Speaking on food...  The one item that consistently drives me nuts is watching people guzzle soft drinks, diet, zero, or whatever.  Of course, those same people would grimace at my beer consumption, so maybe it all equals out.

Grass fed\finished t-bones, sweet corn, and potatoes with butter last night, all cooked by me.  Eat that, suckas and sistas! 

remind remind's picture

michelle wrote:
...instead, he focused on how feminists "thoughtlessly trampled" the satisfaction women got from cooking "in their rush to get women out of the kitchen" when talking about that particular social change factor.  It's much easier to blame feminism than to blame patriarchy, after all.

Excellent point michelle.

As a feminist, I have never left the kitchen and the satisfaction it brings me, however,  as a feminist, I insist that the space and satisifaction be shared equally amongst all who may be currently living in the household.

 

well well well

martin dufresne wrote:

When "we" just happen to be decrying the very real liberation that challenged the situation where one gender just happened to cook for the other and for the kids without pay in 90% of cases, I remain very wary of the nostalgia.

 

 Just watched season one of Mad Men and there is no nostalgia on my part for the setup of days gone by. Just so you know, the show didn't convince me of anything, it just reinforced my thinking on "those days" as I am too young to have lived through them. But we are talking about something very different than an either/or situtation of past or present.
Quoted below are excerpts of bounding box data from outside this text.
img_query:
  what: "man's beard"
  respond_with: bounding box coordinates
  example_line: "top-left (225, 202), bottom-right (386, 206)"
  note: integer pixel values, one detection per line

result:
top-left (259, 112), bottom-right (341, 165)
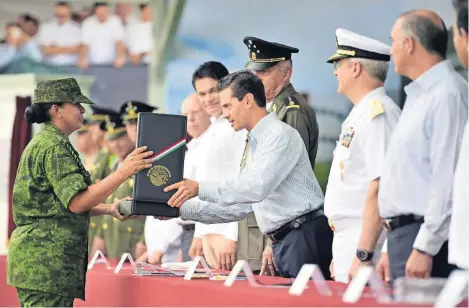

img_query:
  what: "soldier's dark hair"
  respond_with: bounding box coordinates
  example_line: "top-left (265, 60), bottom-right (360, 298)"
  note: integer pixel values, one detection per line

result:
top-left (192, 61), bottom-right (229, 89)
top-left (401, 10), bottom-right (448, 59)
top-left (456, 0), bottom-right (468, 34)
top-left (93, 2), bottom-right (108, 10)
top-left (24, 103), bottom-right (63, 124)
top-left (217, 70), bottom-right (267, 107)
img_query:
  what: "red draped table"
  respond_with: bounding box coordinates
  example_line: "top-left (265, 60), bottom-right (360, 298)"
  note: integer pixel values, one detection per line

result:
top-left (0, 256), bottom-right (432, 307)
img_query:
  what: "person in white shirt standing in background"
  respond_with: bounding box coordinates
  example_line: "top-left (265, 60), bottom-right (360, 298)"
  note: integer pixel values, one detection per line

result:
top-left (126, 4), bottom-right (153, 64)
top-left (189, 61), bottom-right (247, 270)
top-left (448, 0), bottom-right (469, 270)
top-left (78, 2), bottom-right (126, 68)
top-left (38, 1), bottom-right (81, 65)
top-left (324, 29), bottom-right (401, 283)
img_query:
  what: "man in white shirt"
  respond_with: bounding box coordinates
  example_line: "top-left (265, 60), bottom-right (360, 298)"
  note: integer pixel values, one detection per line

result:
top-left (78, 2), bottom-right (126, 68)
top-left (126, 4), bottom-right (153, 64)
top-left (448, 0), bottom-right (469, 270)
top-left (38, 1), bottom-right (81, 65)
top-left (324, 29), bottom-right (401, 283)
top-left (187, 62), bottom-right (247, 270)
top-left (378, 10), bottom-right (468, 281)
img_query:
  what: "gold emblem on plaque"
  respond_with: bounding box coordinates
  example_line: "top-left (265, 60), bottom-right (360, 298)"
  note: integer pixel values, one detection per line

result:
top-left (147, 165), bottom-right (171, 186)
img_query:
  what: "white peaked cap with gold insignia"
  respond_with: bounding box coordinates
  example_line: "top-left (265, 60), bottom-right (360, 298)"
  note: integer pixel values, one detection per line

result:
top-left (327, 28), bottom-right (391, 63)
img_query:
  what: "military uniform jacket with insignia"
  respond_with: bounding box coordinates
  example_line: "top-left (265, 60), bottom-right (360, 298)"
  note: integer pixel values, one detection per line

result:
top-left (269, 84), bottom-right (319, 169)
top-left (324, 87), bottom-right (401, 224)
top-left (237, 84), bottom-right (319, 271)
top-left (88, 147), bottom-right (117, 251)
top-left (96, 162), bottom-right (141, 258)
top-left (7, 123), bottom-right (91, 299)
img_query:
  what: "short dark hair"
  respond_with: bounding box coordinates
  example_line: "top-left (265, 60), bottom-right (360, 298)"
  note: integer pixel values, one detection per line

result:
top-left (192, 61), bottom-right (230, 89)
top-left (93, 2), bottom-right (108, 9)
top-left (456, 2), bottom-right (468, 33)
top-left (401, 10), bottom-right (448, 59)
top-left (21, 14), bottom-right (39, 26)
top-left (217, 70), bottom-right (267, 107)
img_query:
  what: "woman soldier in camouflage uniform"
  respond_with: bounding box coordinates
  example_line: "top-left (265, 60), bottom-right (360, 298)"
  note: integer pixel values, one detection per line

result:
top-left (7, 78), bottom-right (152, 307)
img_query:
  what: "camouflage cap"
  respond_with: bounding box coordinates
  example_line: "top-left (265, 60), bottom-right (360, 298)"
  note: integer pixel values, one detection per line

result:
top-left (33, 78), bottom-right (93, 104)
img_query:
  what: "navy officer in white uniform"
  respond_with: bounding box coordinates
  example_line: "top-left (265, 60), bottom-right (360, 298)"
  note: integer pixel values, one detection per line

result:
top-left (165, 71), bottom-right (332, 279)
top-left (324, 29), bottom-right (401, 283)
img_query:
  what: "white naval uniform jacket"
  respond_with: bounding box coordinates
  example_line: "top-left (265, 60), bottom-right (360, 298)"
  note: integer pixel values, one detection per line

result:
top-left (324, 87), bottom-right (401, 283)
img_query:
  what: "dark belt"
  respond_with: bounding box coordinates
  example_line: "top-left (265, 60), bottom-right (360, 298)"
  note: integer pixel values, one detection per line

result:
top-left (267, 208), bottom-right (324, 243)
top-left (182, 224), bottom-right (195, 231)
top-left (384, 214), bottom-right (423, 231)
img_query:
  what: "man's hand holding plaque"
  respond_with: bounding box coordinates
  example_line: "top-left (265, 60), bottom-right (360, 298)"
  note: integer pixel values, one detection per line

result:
top-left (164, 179), bottom-right (199, 207)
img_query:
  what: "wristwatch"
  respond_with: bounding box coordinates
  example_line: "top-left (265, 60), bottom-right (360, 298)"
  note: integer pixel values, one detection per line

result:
top-left (357, 248), bottom-right (373, 262)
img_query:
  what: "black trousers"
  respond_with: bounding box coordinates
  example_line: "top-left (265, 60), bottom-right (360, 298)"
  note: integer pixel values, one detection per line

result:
top-left (272, 216), bottom-right (333, 280)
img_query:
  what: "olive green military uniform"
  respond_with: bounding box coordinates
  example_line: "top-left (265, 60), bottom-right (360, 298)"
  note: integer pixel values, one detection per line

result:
top-left (237, 37), bottom-right (319, 271)
top-left (96, 114), bottom-right (145, 259)
top-left (88, 147), bottom-right (117, 251)
top-left (7, 78), bottom-right (92, 307)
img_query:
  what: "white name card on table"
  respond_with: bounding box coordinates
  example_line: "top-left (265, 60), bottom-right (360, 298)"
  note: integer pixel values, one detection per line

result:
top-left (342, 266), bottom-right (392, 303)
top-left (434, 270), bottom-right (468, 307)
top-left (184, 256), bottom-right (214, 280)
top-left (288, 264), bottom-right (332, 296)
top-left (88, 250), bottom-right (112, 270)
top-left (114, 253), bottom-right (137, 274)
top-left (225, 260), bottom-right (260, 287)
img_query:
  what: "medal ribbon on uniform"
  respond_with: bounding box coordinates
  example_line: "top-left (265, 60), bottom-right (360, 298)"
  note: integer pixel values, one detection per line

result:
top-left (150, 138), bottom-right (186, 162)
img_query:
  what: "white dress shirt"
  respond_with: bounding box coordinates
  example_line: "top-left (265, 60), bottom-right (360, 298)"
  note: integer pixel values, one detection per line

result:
top-left (324, 87), bottom-right (401, 220)
top-left (126, 20), bottom-right (153, 63)
top-left (189, 116), bottom-right (247, 241)
top-left (38, 19), bottom-right (81, 65)
top-left (378, 60), bottom-right (468, 255)
top-left (81, 16), bottom-right (125, 65)
top-left (181, 113), bottom-right (324, 234)
top-left (448, 124), bottom-right (469, 270)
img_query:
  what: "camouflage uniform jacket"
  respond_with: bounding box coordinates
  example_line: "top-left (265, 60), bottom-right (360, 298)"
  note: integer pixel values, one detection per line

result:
top-left (7, 123), bottom-right (91, 299)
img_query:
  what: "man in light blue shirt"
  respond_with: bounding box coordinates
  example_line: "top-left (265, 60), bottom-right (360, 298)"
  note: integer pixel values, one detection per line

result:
top-left (165, 71), bottom-right (332, 278)
top-left (378, 10), bottom-right (468, 281)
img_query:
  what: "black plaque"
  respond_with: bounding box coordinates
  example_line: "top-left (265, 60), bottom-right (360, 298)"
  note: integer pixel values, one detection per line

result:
top-left (121, 112), bottom-right (187, 217)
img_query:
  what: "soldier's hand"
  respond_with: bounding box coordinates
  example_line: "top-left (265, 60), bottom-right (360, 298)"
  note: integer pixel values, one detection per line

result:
top-left (260, 246), bottom-right (275, 276)
top-left (109, 197), bottom-right (137, 221)
top-left (189, 237), bottom-right (204, 259)
top-left (117, 146), bottom-right (153, 179)
top-left (216, 238), bottom-right (238, 271)
top-left (376, 253), bottom-right (391, 287)
top-left (164, 180), bottom-right (199, 207)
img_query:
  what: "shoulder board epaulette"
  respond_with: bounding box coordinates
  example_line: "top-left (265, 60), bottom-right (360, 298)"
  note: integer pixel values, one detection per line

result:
top-left (370, 99), bottom-right (384, 120)
top-left (286, 98), bottom-right (300, 110)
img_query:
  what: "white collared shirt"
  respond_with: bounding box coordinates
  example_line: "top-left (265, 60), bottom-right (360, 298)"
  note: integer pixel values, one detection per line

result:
top-left (191, 117), bottom-right (247, 241)
top-left (126, 20), bottom-right (153, 63)
top-left (81, 15), bottom-right (125, 65)
top-left (448, 124), bottom-right (469, 270)
top-left (37, 19), bottom-right (81, 65)
top-left (324, 87), bottom-right (401, 222)
top-left (378, 60), bottom-right (468, 255)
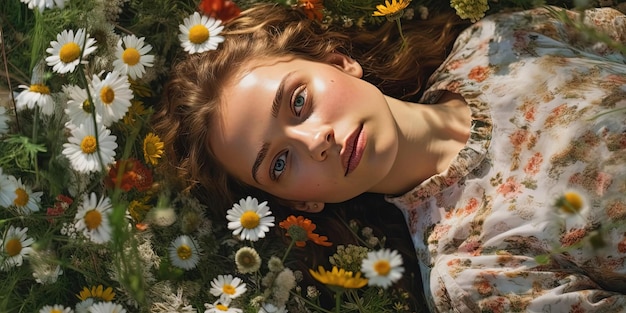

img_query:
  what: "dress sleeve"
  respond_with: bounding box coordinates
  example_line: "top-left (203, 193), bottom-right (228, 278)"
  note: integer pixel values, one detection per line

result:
top-left (408, 8), bottom-right (626, 312)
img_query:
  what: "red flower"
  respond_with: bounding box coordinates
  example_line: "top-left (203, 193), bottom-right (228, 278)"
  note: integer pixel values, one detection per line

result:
top-left (105, 159), bottom-right (153, 192)
top-left (198, 0), bottom-right (241, 23)
top-left (278, 215), bottom-right (332, 247)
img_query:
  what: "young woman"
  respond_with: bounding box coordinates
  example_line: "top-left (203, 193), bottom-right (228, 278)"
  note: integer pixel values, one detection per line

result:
top-left (155, 5), bottom-right (626, 312)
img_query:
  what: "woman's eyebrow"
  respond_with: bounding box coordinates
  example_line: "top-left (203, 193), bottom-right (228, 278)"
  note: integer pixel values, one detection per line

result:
top-left (252, 71), bottom-right (293, 184)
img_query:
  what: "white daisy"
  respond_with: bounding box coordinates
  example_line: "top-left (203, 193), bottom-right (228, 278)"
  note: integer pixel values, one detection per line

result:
top-left (63, 85), bottom-right (101, 125)
top-left (63, 122), bottom-right (117, 173)
top-left (113, 35), bottom-right (154, 79)
top-left (39, 304), bottom-right (74, 313)
top-left (169, 235), bottom-right (202, 270)
top-left (226, 196), bottom-right (274, 241)
top-left (204, 300), bottom-right (243, 313)
top-left (0, 105), bottom-right (9, 135)
top-left (210, 274), bottom-right (246, 299)
top-left (20, 0), bottom-right (69, 12)
top-left (89, 301), bottom-right (126, 313)
top-left (15, 84), bottom-right (54, 115)
top-left (361, 249), bottom-right (404, 288)
top-left (178, 12), bottom-right (224, 54)
top-left (46, 28), bottom-right (96, 74)
top-left (74, 192), bottom-right (111, 243)
top-left (0, 225), bottom-right (35, 270)
top-left (92, 71), bottom-right (133, 127)
top-left (259, 302), bottom-right (287, 313)
top-left (0, 167), bottom-right (17, 208)
top-left (235, 247), bottom-right (261, 274)
top-left (9, 177), bottom-right (43, 215)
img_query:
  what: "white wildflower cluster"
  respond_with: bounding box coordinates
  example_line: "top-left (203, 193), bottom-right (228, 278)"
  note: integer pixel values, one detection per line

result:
top-left (150, 288), bottom-right (198, 313)
top-left (450, 0), bottom-right (489, 22)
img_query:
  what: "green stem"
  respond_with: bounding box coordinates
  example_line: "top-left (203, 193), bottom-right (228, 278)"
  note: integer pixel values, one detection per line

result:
top-left (31, 105), bottom-right (39, 186)
top-left (281, 239), bottom-right (296, 264)
top-left (290, 291), bottom-right (333, 313)
top-left (335, 292), bottom-right (343, 313)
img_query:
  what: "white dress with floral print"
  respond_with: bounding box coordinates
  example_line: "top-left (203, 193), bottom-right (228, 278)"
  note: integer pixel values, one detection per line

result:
top-left (387, 9), bottom-right (626, 312)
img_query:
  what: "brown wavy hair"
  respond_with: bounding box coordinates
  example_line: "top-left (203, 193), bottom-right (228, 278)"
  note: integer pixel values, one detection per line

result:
top-left (153, 4), bottom-right (463, 209)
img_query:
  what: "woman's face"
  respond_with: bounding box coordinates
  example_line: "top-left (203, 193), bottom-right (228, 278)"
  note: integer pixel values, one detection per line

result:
top-left (209, 55), bottom-right (398, 207)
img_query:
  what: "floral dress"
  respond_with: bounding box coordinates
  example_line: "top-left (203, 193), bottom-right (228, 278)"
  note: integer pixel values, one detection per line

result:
top-left (387, 9), bottom-right (626, 312)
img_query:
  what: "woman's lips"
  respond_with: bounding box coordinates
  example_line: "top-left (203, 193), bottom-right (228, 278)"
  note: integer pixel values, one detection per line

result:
top-left (341, 124), bottom-right (366, 176)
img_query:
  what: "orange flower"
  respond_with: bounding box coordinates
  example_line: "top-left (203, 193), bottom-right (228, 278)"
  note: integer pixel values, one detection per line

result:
top-left (198, 0), bottom-right (241, 23)
top-left (298, 0), bottom-right (324, 21)
top-left (278, 215), bottom-right (332, 247)
top-left (105, 159), bottom-right (153, 192)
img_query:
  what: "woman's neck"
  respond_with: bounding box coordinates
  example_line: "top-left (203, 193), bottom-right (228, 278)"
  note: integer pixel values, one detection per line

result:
top-left (372, 93), bottom-right (471, 194)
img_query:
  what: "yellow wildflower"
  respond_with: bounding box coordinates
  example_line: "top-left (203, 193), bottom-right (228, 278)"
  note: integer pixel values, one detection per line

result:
top-left (78, 285), bottom-right (115, 301)
top-left (143, 133), bottom-right (164, 165)
top-left (372, 0), bottom-right (411, 20)
top-left (309, 266), bottom-right (367, 289)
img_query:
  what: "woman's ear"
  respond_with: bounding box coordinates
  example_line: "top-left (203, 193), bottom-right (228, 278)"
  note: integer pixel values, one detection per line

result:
top-left (324, 52), bottom-right (363, 78)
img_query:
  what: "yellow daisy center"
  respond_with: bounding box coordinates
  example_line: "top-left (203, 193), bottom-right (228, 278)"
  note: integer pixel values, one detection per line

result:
top-left (374, 260), bottom-right (391, 276)
top-left (561, 191), bottom-right (584, 214)
top-left (80, 135), bottom-right (98, 154)
top-left (222, 285), bottom-right (236, 296)
top-left (85, 209), bottom-right (102, 230)
top-left (176, 245), bottom-right (193, 260)
top-left (189, 25), bottom-right (210, 44)
top-left (83, 99), bottom-right (93, 113)
top-left (240, 211), bottom-right (261, 229)
top-left (100, 86), bottom-right (115, 104)
top-left (122, 48), bottom-right (141, 66)
top-left (28, 84), bottom-right (50, 95)
top-left (13, 188), bottom-right (29, 207)
top-left (4, 238), bottom-right (22, 257)
top-left (59, 42), bottom-right (80, 63)
top-left (146, 140), bottom-right (157, 156)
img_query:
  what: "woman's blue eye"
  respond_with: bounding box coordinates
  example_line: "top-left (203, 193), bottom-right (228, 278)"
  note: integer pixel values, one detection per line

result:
top-left (293, 89), bottom-right (306, 116)
top-left (271, 152), bottom-right (287, 180)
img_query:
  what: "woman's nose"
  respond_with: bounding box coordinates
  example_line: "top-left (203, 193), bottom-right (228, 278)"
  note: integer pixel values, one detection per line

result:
top-left (292, 125), bottom-right (335, 161)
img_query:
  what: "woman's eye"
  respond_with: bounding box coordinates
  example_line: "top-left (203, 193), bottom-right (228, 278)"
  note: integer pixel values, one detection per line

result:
top-left (270, 152), bottom-right (287, 180)
top-left (293, 89), bottom-right (306, 116)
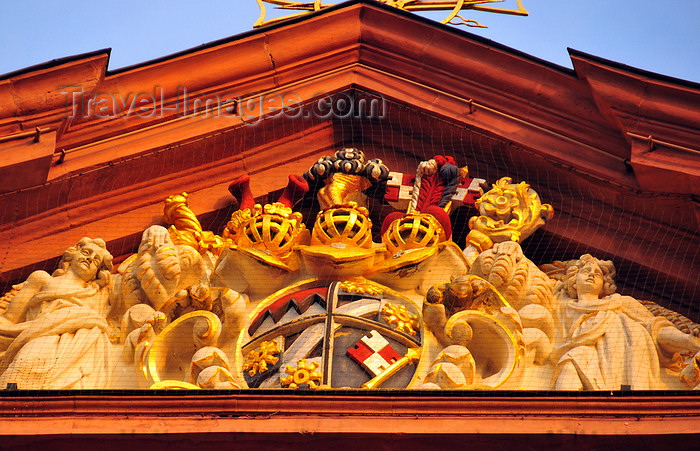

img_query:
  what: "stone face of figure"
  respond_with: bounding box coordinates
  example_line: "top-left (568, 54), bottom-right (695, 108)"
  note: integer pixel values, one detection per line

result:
top-left (0, 238), bottom-right (112, 389)
top-left (576, 262), bottom-right (603, 298)
top-left (70, 243), bottom-right (104, 282)
top-left (551, 254), bottom-right (700, 390)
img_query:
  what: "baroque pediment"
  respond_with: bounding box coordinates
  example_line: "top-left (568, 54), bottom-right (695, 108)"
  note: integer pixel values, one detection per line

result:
top-left (0, 2), bottom-right (700, 396)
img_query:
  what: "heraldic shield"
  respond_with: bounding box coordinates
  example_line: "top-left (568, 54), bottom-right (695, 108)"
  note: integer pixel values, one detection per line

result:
top-left (239, 279), bottom-right (423, 389)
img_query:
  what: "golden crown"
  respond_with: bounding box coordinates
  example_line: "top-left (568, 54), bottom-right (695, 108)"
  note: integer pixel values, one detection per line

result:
top-left (224, 202), bottom-right (306, 259)
top-left (382, 213), bottom-right (446, 255)
top-left (311, 202), bottom-right (372, 249)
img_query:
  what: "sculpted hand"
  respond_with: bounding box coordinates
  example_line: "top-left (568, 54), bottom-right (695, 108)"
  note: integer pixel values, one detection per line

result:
top-left (141, 225), bottom-right (170, 249)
The fact that you think anyone here is "decrying the very real liberation" of women just shows you are not fully comprehending this discussion.

martin dufresne

That must be it.

Still, someone must have had good reason to say: "If you can't stand the cheat, get out of his kitchen." Tongue out

 

remind remind's picture

It is a sad thing actually for women, who do not understand what exactly their plight is,  though they know they have one, but have be so indoctrinated to believe they must carry the majority of living life's burdens.

One wonders how many women walk away with SFA, just so they can escape? or how many believe that nothing is theirs to take?